2.3. Cumhuriyet Gazetesi

Cumhuriyet gazetesinde Refah Partisi’nin kapatılmasıyla ilgili haberler ilk olarak 17 Ocak 1998 tarihinde yayınlanmıştır. “Refah kapatıldı” başlığıyla manşetten tam sayfa olarak yayınlanan haberde, Refah Partisi’nin kapatıldığı ve Erbakan ile birlikte bazı partililerin siyasi yasaklı durumuna düştüğü haberleştirilmiştir. Haberde partinin kapatılmasına karşı hayır oyu kullanan iki Anayasa Mahkemesi üyesi muhafazakâr olarak tanımlanmış ve bu nedenle hayır oyu kullandıkları ifade edilmiştir. Haberde Refah Partisi Genel Başkanı Necmettin Erbakan’ın ellerini dua eder gibi açmış bir fotoğrafı kullanılmış ve fotoğraf altı yazı olarak “RefahYol’un kara cuması” eklenmiştir.

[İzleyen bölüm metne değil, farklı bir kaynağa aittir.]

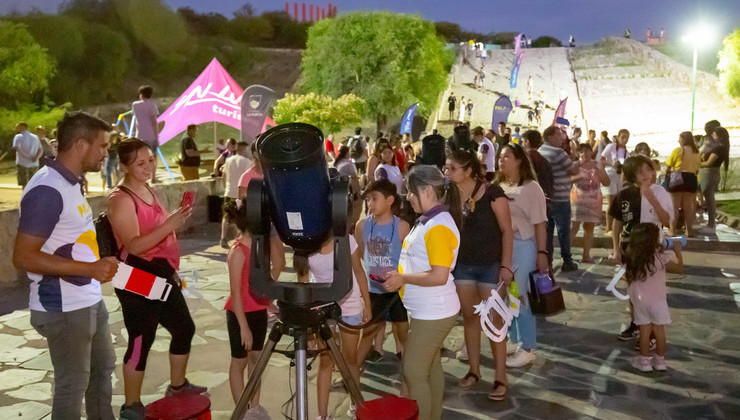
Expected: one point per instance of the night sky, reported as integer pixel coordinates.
(586, 20)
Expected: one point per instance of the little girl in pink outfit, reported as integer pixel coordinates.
(646, 275)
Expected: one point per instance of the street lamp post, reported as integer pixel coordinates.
(699, 36)
(693, 85)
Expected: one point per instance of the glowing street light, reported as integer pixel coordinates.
(699, 37)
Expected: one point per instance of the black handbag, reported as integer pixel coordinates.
(545, 299)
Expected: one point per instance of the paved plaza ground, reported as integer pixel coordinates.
(581, 371)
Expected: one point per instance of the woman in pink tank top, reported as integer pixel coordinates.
(145, 233)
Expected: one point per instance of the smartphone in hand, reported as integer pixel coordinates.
(188, 198)
(376, 279)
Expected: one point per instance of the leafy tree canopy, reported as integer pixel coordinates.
(390, 60)
(25, 66)
(322, 111)
(729, 64)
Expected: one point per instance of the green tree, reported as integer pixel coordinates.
(546, 42)
(729, 64)
(390, 60)
(322, 111)
(25, 67)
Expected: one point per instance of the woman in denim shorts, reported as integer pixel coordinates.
(484, 259)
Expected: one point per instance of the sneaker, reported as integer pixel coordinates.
(462, 355)
(520, 358)
(642, 363)
(256, 413)
(511, 347)
(631, 333)
(374, 356)
(659, 363)
(134, 411)
(569, 266)
(186, 388)
(651, 347)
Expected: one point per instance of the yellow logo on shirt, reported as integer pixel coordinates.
(83, 208)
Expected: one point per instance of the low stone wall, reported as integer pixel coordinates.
(169, 194)
(670, 67)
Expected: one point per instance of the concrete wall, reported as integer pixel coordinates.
(169, 194)
(671, 68)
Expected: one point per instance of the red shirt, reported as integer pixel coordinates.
(249, 302)
(400, 159)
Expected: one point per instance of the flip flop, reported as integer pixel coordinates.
(463, 382)
(498, 392)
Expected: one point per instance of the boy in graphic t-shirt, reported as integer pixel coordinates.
(641, 201)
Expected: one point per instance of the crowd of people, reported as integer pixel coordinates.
(440, 232)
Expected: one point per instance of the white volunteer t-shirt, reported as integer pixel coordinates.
(234, 167)
(487, 154)
(143, 129)
(321, 270)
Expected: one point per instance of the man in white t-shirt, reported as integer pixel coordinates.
(56, 245)
(144, 126)
(28, 150)
(233, 169)
(486, 152)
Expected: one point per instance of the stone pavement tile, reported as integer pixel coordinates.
(27, 410)
(33, 392)
(11, 341)
(19, 355)
(14, 378)
(41, 363)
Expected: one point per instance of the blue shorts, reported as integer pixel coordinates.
(476, 274)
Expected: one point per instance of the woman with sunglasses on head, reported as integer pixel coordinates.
(428, 257)
(484, 261)
(529, 220)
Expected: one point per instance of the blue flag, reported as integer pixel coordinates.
(408, 119)
(501, 110)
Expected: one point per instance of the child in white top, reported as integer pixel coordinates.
(356, 310)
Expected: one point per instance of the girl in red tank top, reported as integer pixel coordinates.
(246, 315)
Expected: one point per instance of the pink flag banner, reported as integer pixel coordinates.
(213, 96)
(559, 119)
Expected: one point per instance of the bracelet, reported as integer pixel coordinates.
(510, 271)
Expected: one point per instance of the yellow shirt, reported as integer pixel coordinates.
(685, 160)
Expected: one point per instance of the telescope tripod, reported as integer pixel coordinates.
(300, 322)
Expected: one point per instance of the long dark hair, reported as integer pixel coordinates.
(526, 172)
(444, 189)
(468, 160)
(128, 149)
(724, 140)
(641, 250)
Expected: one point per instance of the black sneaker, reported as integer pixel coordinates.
(134, 411)
(569, 266)
(631, 333)
(374, 356)
(186, 388)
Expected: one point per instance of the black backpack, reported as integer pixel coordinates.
(107, 245)
(355, 148)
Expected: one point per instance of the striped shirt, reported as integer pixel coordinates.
(561, 165)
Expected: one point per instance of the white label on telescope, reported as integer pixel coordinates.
(295, 222)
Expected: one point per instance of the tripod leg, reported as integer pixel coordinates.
(352, 386)
(301, 375)
(254, 380)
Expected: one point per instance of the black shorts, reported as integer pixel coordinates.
(396, 312)
(257, 321)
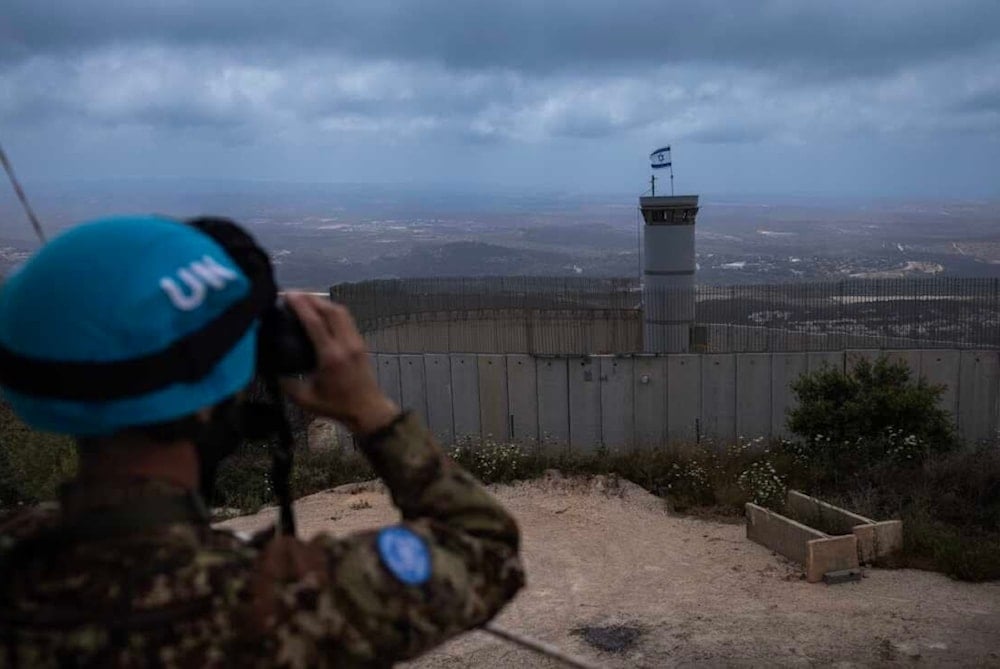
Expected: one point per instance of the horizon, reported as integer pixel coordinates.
(844, 100)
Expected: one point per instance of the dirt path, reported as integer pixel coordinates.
(605, 553)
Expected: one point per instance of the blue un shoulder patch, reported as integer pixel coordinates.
(405, 555)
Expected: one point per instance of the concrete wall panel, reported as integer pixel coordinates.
(494, 416)
(465, 394)
(413, 384)
(437, 370)
(911, 358)
(816, 360)
(388, 376)
(650, 378)
(553, 401)
(753, 392)
(785, 369)
(979, 383)
(522, 389)
(684, 397)
(943, 367)
(617, 403)
(718, 396)
(584, 404)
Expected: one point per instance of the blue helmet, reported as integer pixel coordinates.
(125, 321)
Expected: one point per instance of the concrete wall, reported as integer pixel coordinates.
(645, 400)
(509, 331)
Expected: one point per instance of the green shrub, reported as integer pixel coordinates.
(491, 461)
(32, 464)
(243, 480)
(874, 412)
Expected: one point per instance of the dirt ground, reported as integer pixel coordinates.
(602, 552)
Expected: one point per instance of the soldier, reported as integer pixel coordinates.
(97, 340)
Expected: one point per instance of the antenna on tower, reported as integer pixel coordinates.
(661, 159)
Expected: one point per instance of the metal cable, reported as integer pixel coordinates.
(540, 647)
(21, 196)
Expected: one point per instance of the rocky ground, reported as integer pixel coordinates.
(615, 578)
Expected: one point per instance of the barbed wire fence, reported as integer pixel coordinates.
(593, 315)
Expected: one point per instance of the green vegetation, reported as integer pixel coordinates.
(873, 440)
(32, 464)
(876, 411)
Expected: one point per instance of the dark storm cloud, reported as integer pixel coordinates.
(514, 89)
(823, 38)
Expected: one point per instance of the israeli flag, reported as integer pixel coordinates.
(660, 158)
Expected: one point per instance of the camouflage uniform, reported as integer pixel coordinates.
(153, 584)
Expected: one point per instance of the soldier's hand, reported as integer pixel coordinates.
(343, 386)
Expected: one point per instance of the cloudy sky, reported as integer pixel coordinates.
(853, 97)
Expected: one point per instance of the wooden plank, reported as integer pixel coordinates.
(494, 417)
(785, 369)
(617, 402)
(465, 395)
(979, 384)
(718, 396)
(412, 384)
(437, 371)
(650, 392)
(553, 402)
(684, 397)
(523, 398)
(584, 404)
(943, 368)
(388, 376)
(753, 395)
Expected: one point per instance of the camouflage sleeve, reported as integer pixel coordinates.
(356, 604)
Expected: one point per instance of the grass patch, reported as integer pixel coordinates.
(949, 502)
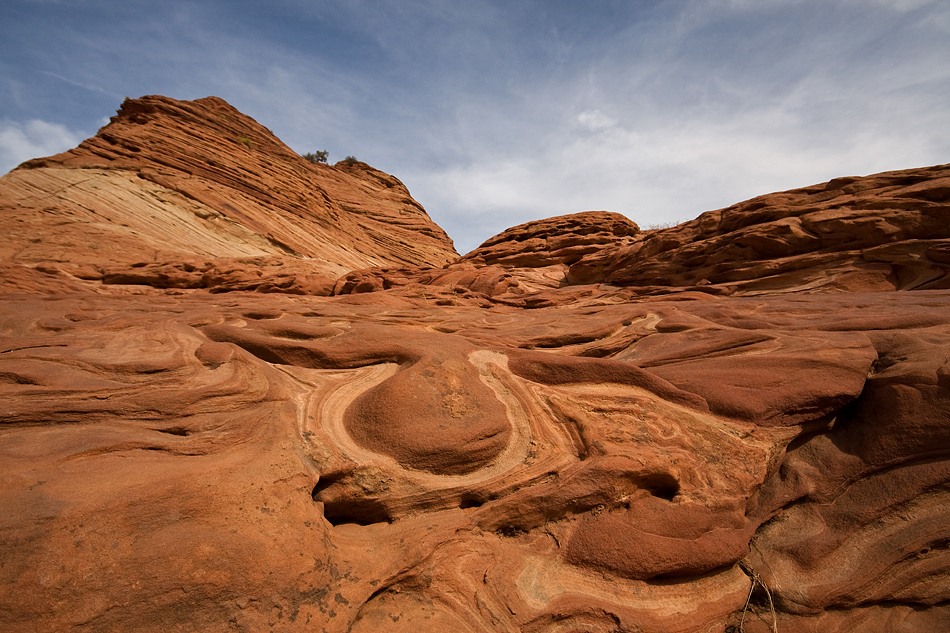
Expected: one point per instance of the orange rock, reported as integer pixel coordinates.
(734, 424)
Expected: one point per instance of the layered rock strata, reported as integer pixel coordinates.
(738, 424)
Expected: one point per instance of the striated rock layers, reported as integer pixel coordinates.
(180, 194)
(738, 424)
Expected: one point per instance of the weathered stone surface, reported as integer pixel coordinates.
(490, 444)
(171, 179)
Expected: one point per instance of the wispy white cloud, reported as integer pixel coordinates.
(495, 113)
(21, 141)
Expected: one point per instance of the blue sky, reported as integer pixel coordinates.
(495, 113)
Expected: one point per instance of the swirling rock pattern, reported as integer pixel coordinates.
(493, 445)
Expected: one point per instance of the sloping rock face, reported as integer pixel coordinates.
(425, 453)
(200, 185)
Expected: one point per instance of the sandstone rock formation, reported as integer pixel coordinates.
(171, 187)
(738, 424)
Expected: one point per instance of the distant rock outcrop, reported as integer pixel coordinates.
(738, 424)
(198, 184)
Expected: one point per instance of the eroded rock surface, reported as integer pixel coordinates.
(493, 444)
(198, 181)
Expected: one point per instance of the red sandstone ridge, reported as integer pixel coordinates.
(737, 424)
(190, 193)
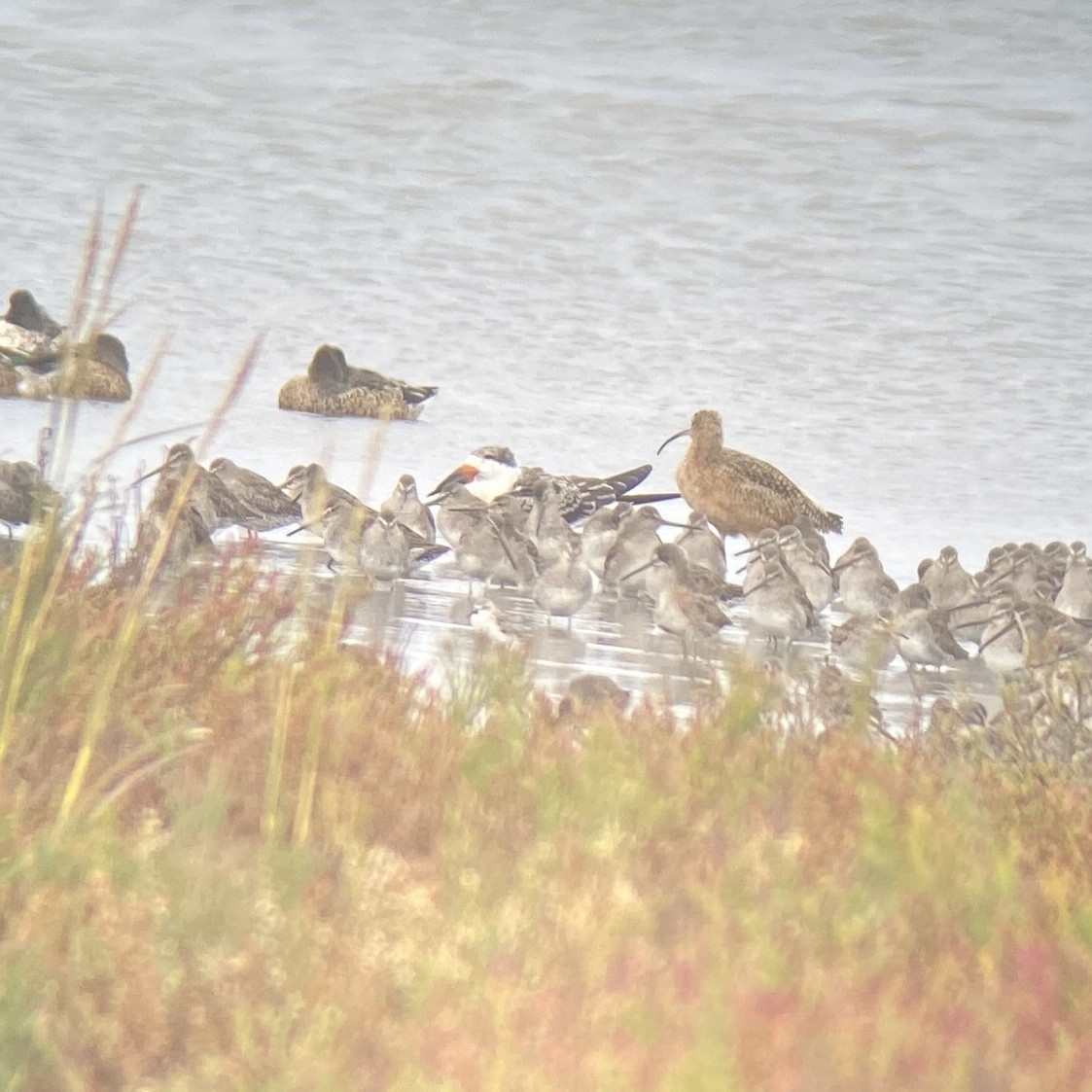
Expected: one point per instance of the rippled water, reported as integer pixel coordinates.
(861, 231)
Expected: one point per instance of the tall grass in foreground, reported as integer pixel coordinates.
(306, 869)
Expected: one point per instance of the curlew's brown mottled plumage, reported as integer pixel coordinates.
(738, 494)
(334, 389)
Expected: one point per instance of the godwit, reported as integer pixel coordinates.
(739, 494)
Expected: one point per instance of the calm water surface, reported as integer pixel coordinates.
(861, 231)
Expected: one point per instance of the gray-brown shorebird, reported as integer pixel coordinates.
(740, 495)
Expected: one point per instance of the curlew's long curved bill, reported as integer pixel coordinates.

Bu fotoğrafla Refah Partisi’nin dini bir kökenden geldiği ve bu ritüelleri

gizlemekte bir sakınca görmediği yazının devamında dile getirilmiştir. Ayrıca bu söylem haberin spotunda da farklı bir biçimde işlenmiştir. Kapatma gerekçesi olarak “Refah Partisi’nin laik cumhuriyet karşıtı eylemlerinin tespit edildiği” haber spotunda aktarılmıştır. Haberde Refah Partisi’nin laik cumhuriyete karşı eylemlerin tespit edildiği, muhafazakâr Anayasa Mahkemesi üyelerinin hayır oyu kullandığı ve Erbakan’ın dua eden fotoğrafı unsurları kullanılarak, haber metni kapatma kararının geçerli nedenlerden ötürü alındığı söylemi çerçevesinde anlamsal bir kapanmaya tabi tutulmuştur. Aynı gün “Şeriatın kestiği parmak” başlığıyla yayınlanan bir başka haberde ise, kapatma kararı konu olarak ele alınmıştır. Haberde Refah Partisi’nin kapatılmasının tarihsel bir karar olduğu dile getirilirken, aynı zamanda bu kararın hukuksal olarak da doğru olduğu haber metninde aktarılmıştır. Kararı hukuki açıdan hiçbir uzman görüşüne dayandırmayan gazete, haberi temel bir söylem üzerine inşa etmeyi tercih etmiştir. Yayınlanan haberde haber yorum ayrımı net bir şekilde yapılmazken, gazeteci haberin bazı bölümlerinde Refah Partisi’nin kapatılması gerektiğini dile getirerek habere şahsi görüşlerini eklemekten de çekinmemiştir.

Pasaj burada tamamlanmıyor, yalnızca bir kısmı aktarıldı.